Saliency-Based Sampling
When a user snaps a picture of the food plate, the foreground regions corresponding to the food items are usually more visually salient than the background. A possible explanation is that chefs tend to make food visually appealing. This phenomenon encourages us to apply saliency detection to guide us “where” to look for food.
We use the spectral residual approach to detect the saliency. Input image is resized such that the short dimension is 100 pixels. Then the saliency value is computed and thresholded to compute the binary saliency map as shown in Figure 3.
Figure 3.
Saliency computation. The left image shows a picture of a food plate snapped by a user. The center image shows the saliency image with red/yellow colors indicating high saliency and blue colors indicating a low saliency. The right image shows the binary saliency map obtained by applying a threshold on the center image which can be used to identify the location of food in the image. Note that the binary saliency map picks out the most important regions of the image.
Region-Based Sampling
When multiple food items are present on a plate, we have to separate them before identification. This leads us to image segmentation. Furthermore, in images of food, the formation is intrinsically hierarchical: the salad is composed of different ingredients, and it is contained in a plate. Hence we perform segmentation of images at multiple scales.

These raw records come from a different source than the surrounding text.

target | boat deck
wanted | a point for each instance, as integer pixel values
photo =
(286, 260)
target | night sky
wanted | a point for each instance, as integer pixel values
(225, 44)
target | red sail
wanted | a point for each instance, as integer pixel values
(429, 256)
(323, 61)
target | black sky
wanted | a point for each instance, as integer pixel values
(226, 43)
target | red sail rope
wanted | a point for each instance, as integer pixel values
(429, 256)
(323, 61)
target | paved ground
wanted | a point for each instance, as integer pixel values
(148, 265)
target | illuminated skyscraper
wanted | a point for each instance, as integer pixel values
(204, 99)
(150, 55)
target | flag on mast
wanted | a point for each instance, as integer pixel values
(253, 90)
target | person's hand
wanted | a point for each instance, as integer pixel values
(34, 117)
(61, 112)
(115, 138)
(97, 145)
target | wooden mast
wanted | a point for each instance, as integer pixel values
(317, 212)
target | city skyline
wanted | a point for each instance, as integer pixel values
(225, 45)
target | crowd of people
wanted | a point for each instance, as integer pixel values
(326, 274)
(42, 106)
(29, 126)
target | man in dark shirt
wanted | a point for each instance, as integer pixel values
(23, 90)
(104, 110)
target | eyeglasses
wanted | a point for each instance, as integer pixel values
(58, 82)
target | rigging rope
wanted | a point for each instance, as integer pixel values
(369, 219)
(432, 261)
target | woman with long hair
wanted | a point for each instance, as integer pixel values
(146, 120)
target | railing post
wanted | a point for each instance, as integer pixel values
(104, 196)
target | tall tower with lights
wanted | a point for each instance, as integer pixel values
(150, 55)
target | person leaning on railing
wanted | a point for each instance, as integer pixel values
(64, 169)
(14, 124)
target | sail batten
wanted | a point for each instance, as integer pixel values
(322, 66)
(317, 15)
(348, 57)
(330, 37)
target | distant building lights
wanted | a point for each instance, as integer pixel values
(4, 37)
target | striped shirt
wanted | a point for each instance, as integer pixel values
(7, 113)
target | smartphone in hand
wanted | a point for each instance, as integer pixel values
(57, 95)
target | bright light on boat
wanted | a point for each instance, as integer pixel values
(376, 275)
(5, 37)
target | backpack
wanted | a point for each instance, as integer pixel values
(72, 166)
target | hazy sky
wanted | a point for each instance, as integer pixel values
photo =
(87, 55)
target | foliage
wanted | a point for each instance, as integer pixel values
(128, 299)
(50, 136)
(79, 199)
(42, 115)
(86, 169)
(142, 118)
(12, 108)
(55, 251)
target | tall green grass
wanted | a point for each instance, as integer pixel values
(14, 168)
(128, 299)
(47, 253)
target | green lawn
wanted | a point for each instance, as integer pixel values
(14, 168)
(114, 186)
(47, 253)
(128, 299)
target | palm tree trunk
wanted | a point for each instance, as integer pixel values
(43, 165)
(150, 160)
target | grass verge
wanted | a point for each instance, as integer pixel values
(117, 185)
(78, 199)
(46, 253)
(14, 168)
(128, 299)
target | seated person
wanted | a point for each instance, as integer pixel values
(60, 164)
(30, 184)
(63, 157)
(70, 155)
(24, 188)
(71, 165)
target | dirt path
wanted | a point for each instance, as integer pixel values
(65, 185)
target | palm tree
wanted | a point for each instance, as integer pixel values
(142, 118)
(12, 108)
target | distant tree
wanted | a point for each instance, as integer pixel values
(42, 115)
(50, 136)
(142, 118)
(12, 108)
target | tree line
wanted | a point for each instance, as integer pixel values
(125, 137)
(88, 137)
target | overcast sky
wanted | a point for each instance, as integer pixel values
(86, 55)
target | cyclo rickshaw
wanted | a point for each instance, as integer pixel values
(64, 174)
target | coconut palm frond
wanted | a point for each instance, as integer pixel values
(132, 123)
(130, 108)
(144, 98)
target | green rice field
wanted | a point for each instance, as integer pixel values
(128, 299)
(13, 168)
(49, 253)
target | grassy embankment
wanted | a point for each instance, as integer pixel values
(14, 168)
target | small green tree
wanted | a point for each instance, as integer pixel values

One single feature may not be suitable for multiple segmentations. There are many different reasons why a pair of regions should be grouped together, such as similarity of color or texture. Hence we also perform segmentation with multiple features. We rely on a hierarchical grouping algorithm to form the basis of our selective search. As regions yield richer information than pixels, we want to use region-based features whenever possible. We initially obtain a set of small starting regions. We extract features from each of these regions. Then we use a greedy algorithm to iteratively group regions together: First, the similarities between features extracted from all pairs of neighboring regions are calculated. The two most similar regions are grouped together, and a new set of similarities is calculated between the resulting regions and their neighbors. The process of grouping the most similar regions is repeated until the whole image becomes a single region.
We use the following cues to compute the similarity:
Color similarity: We obtain a 1-dimensional color histogram for each color channel, and compute similarity using the min-intersection kernel.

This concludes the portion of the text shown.